Le suspect de l'attaque ayant visé la gay pride de Berlin samedi soir a été abattu par la police lors d'une opération menée dimanche dans le quartier berlinois de Spandau, ont annoncé les forces de l'ordre. L'homme, identifié comme Abdul Ballout, un Allemand d'origine libanaise âgé de 21 ans, était activement recherché depuis le drame survenu dans le parc du Tiergarten.

L'attaque s'est déroulée vers 22 heures, en marge de la parade des fiertés. Selon les autorités, un véhicule blanc a foncé dans la foule avant de percuter un arbre. Le conducteur est ensuite descendu de sa voiture et s'est précipité sur d'autres passants armé d'une machette, infligeant de graves blessures. Bilan: une femme a perdu la vie et une trentaine de personnes ont été blessées, dont plusieurs grièvement. Le chancelier Friedrich Merz a indiqué dimanche qu'aucune victime ne se trouvait plus en danger de mort.

Le suspect, Abdul Ballout, était connu des services de renseignement pour sa radicalisation islamiste. Selon les médias allemandsDer SpiegeletBild, il avait tenté de rejoindre le groupe jihadiste État islamique en Syrie en 2025 mais avait été arrêté au Liban et renvoyé en Allemagne. Il avait été condamné en 2026 pour « préparation d'un acte de violence grave mettant en danger la sécurité de l'État ». La police le décrivait comme un homme mince d'environ 1,90 m, aux cheveux noirs, vêtu d'un sweat à capuche noir et d'un pantalon blanc.
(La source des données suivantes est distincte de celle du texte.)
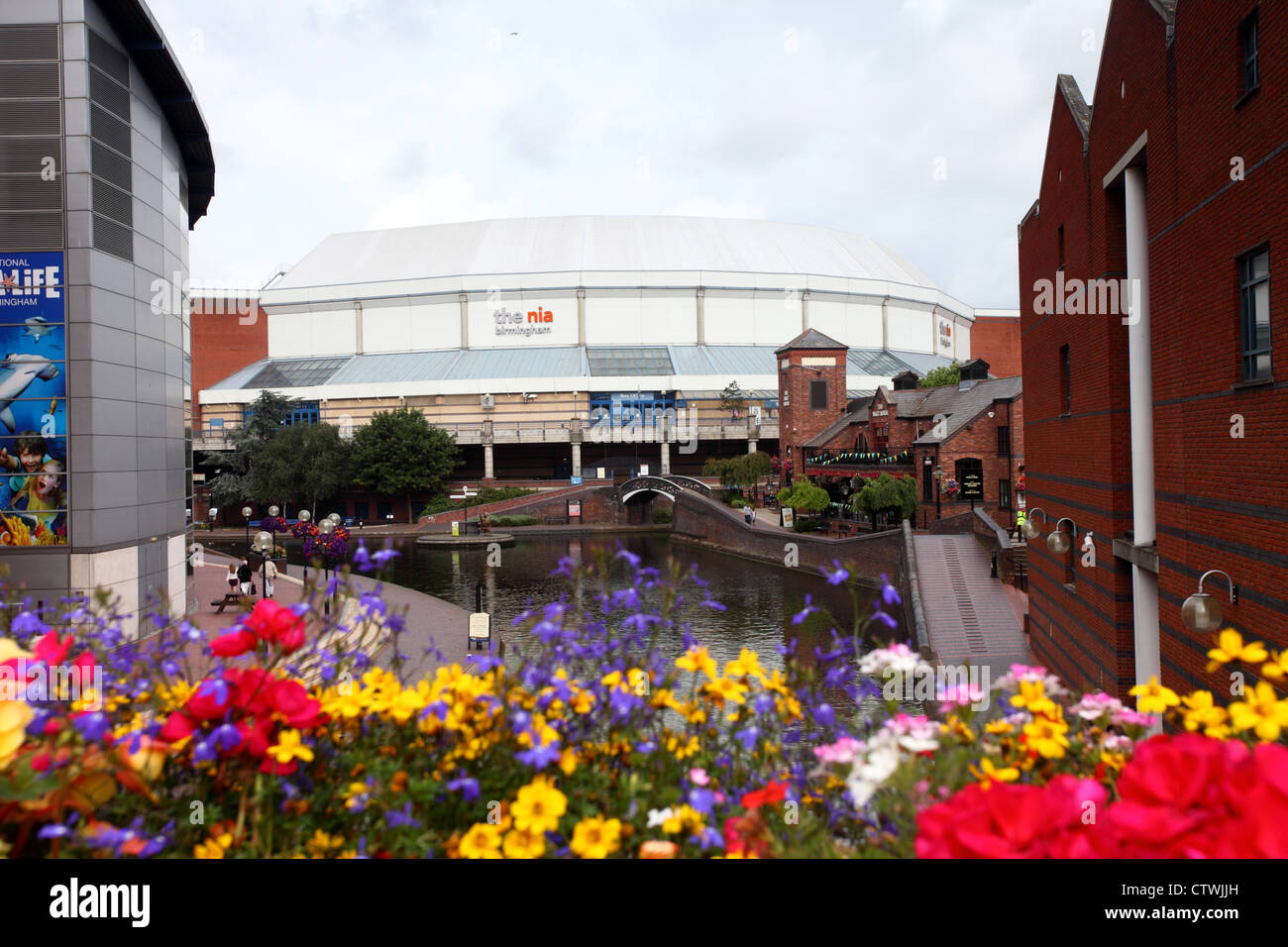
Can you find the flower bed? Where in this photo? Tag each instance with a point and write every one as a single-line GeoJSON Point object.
{"type": "Point", "coordinates": [593, 740]}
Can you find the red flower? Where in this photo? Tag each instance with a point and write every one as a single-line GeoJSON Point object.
{"type": "Point", "coordinates": [772, 793]}
{"type": "Point", "coordinates": [274, 622]}
{"type": "Point", "coordinates": [232, 644]}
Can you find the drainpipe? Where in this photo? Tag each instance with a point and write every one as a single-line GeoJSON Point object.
{"type": "Point", "coordinates": [1141, 394]}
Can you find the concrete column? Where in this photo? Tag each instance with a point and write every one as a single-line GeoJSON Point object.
{"type": "Point", "coordinates": [1141, 399]}
{"type": "Point", "coordinates": [465, 320]}
{"type": "Point", "coordinates": [581, 316]}
{"type": "Point", "coordinates": [702, 321]}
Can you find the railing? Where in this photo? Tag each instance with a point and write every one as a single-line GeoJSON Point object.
{"type": "Point", "coordinates": [858, 459]}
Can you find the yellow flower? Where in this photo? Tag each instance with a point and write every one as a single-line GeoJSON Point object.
{"type": "Point", "coordinates": [987, 775]}
{"type": "Point", "coordinates": [290, 748]}
{"type": "Point", "coordinates": [1261, 711]}
{"type": "Point", "coordinates": [322, 844]}
{"type": "Point", "coordinates": [1033, 698]}
{"type": "Point", "coordinates": [539, 806]}
{"type": "Point", "coordinates": [1201, 711]}
{"type": "Point", "coordinates": [14, 716]}
{"type": "Point", "coordinates": [596, 838]}
{"type": "Point", "coordinates": [746, 665]}
{"type": "Point", "coordinates": [726, 689]}
{"type": "Point", "coordinates": [684, 818]}
{"type": "Point", "coordinates": [1231, 647]}
{"type": "Point", "coordinates": [483, 840]}
{"type": "Point", "coordinates": [213, 847]}
{"type": "Point", "coordinates": [697, 659]}
{"type": "Point", "coordinates": [520, 844]}
{"type": "Point", "coordinates": [1154, 698]}
{"type": "Point", "coordinates": [1046, 735]}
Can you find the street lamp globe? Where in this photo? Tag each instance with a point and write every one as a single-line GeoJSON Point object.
{"type": "Point", "coordinates": [1202, 612]}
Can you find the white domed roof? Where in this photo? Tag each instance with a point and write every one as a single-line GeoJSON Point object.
{"type": "Point", "coordinates": [596, 244]}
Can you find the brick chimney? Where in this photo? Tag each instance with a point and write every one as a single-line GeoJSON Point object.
{"type": "Point", "coordinates": [810, 390]}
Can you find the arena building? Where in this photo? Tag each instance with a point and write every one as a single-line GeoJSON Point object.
{"type": "Point", "coordinates": [578, 346]}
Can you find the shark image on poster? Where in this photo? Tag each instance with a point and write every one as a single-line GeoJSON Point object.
{"type": "Point", "coordinates": [17, 373]}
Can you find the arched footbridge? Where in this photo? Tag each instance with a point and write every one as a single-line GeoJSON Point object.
{"type": "Point", "coordinates": [671, 486]}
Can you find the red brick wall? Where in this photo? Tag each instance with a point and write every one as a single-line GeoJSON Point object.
{"type": "Point", "coordinates": [799, 421]}
{"type": "Point", "coordinates": [1218, 500]}
{"type": "Point", "coordinates": [997, 341]}
{"type": "Point", "coordinates": [223, 342]}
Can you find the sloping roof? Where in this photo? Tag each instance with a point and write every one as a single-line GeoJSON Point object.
{"type": "Point", "coordinates": [811, 339]}
{"type": "Point", "coordinates": [596, 244]}
{"type": "Point", "coordinates": [160, 68]}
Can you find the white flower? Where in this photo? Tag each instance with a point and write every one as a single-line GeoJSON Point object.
{"type": "Point", "coordinates": [657, 817]}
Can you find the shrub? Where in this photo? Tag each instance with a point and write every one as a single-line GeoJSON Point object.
{"type": "Point", "coordinates": [514, 519]}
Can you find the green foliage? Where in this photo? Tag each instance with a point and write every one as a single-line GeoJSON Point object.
{"type": "Point", "coordinates": [399, 453]}
{"type": "Point", "coordinates": [732, 397]}
{"type": "Point", "coordinates": [805, 497]}
{"type": "Point", "coordinates": [514, 519]}
{"type": "Point", "coordinates": [443, 502]}
{"type": "Point", "coordinates": [887, 492]}
{"type": "Point", "coordinates": [943, 375]}
{"type": "Point", "coordinates": [303, 464]}
{"type": "Point", "coordinates": [741, 471]}
{"type": "Point", "coordinates": [266, 419]}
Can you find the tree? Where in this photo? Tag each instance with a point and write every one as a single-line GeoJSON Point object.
{"type": "Point", "coordinates": [265, 419]}
{"type": "Point", "coordinates": [399, 453]}
{"type": "Point", "coordinates": [943, 375]}
{"type": "Point", "coordinates": [887, 492]}
{"type": "Point", "coordinates": [303, 464]}
{"type": "Point", "coordinates": [732, 397]}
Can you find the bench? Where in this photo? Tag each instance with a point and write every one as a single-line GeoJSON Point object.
{"type": "Point", "coordinates": [232, 598]}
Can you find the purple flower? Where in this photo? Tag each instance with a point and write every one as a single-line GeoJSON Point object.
{"type": "Point", "coordinates": [837, 575]}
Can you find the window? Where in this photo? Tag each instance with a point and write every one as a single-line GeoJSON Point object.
{"type": "Point", "coordinates": [1065, 392]}
{"type": "Point", "coordinates": [1248, 40]}
{"type": "Point", "coordinates": [818, 395]}
{"type": "Point", "coordinates": [1254, 292]}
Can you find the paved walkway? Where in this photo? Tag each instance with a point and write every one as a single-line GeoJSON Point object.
{"type": "Point", "coordinates": [969, 613]}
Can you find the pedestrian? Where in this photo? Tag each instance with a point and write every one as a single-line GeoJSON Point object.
{"type": "Point", "coordinates": [269, 575]}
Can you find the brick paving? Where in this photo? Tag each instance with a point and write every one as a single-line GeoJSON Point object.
{"type": "Point", "coordinates": [969, 613]}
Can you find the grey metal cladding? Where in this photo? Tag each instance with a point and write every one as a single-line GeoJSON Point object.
{"type": "Point", "coordinates": [34, 42]}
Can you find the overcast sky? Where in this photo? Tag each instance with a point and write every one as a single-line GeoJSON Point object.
{"type": "Point", "coordinates": [917, 123]}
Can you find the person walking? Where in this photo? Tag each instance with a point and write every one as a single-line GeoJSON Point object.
{"type": "Point", "coordinates": [269, 575]}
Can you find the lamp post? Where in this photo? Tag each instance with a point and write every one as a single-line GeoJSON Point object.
{"type": "Point", "coordinates": [304, 521]}
{"type": "Point", "coordinates": [1202, 612]}
{"type": "Point", "coordinates": [265, 544]}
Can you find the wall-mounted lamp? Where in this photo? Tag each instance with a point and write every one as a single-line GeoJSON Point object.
{"type": "Point", "coordinates": [1059, 540]}
{"type": "Point", "coordinates": [1202, 612]}
{"type": "Point", "coordinates": [1030, 528]}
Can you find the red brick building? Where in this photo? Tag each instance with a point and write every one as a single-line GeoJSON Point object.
{"type": "Point", "coordinates": [967, 436]}
{"type": "Point", "coordinates": [1151, 341]}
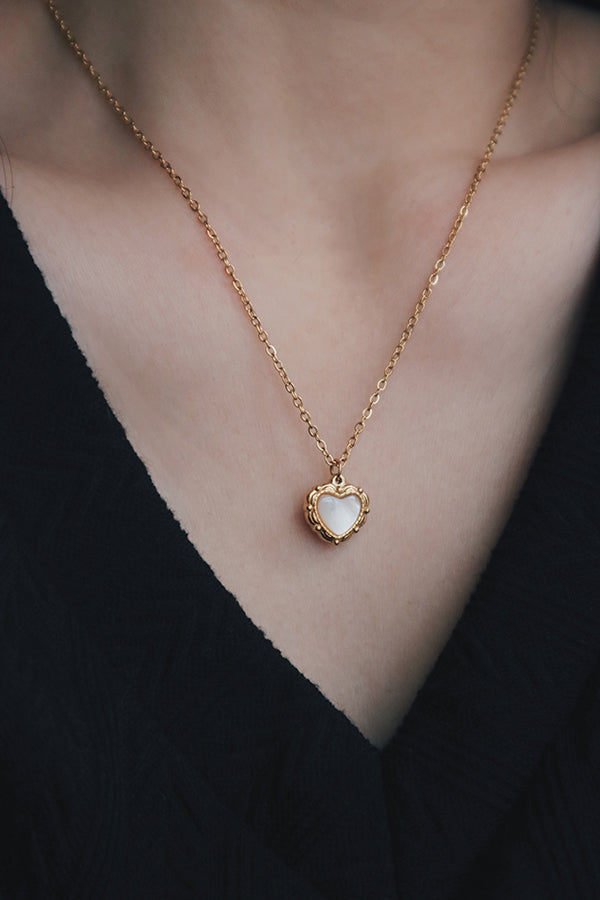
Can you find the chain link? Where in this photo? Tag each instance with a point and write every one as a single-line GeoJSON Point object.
{"type": "Point", "coordinates": [336, 464]}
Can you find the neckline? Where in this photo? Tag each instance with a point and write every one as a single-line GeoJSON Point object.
{"type": "Point", "coordinates": [413, 714]}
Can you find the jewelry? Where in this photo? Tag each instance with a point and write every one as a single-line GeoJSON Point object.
{"type": "Point", "coordinates": [336, 510]}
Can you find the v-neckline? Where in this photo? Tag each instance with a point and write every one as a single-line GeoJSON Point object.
{"type": "Point", "coordinates": [514, 664]}
{"type": "Point", "coordinates": [474, 600]}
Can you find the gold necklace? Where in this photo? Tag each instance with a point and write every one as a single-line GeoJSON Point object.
{"type": "Point", "coordinates": [336, 510]}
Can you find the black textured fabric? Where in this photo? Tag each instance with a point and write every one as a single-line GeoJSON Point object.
{"type": "Point", "coordinates": [154, 744]}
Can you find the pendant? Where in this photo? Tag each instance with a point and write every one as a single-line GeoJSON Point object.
{"type": "Point", "coordinates": [336, 511]}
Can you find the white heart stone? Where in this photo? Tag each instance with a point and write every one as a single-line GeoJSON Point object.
{"type": "Point", "coordinates": [339, 513]}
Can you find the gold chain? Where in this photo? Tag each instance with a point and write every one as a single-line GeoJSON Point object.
{"type": "Point", "coordinates": [336, 464]}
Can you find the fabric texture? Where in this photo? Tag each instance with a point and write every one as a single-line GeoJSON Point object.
{"type": "Point", "coordinates": [154, 744]}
Le gouvernement allemand a immédiatement qualifié l'attaque d'« attentat terroriste islamiste ». Le ministre de l'Intérieur, Alexander Dobrindt, a déclaré dimanche: « Tout ce que nous voyons ici indique que nous avons affaire à un attentat terroriste islamiste. » L'opération policière qui a conduit à la mort du suspect a mobilisé d'importants moyens, et les forces de l'ordre ont diffusé un appel à témoins avant de localiser le fugitif à Spandau.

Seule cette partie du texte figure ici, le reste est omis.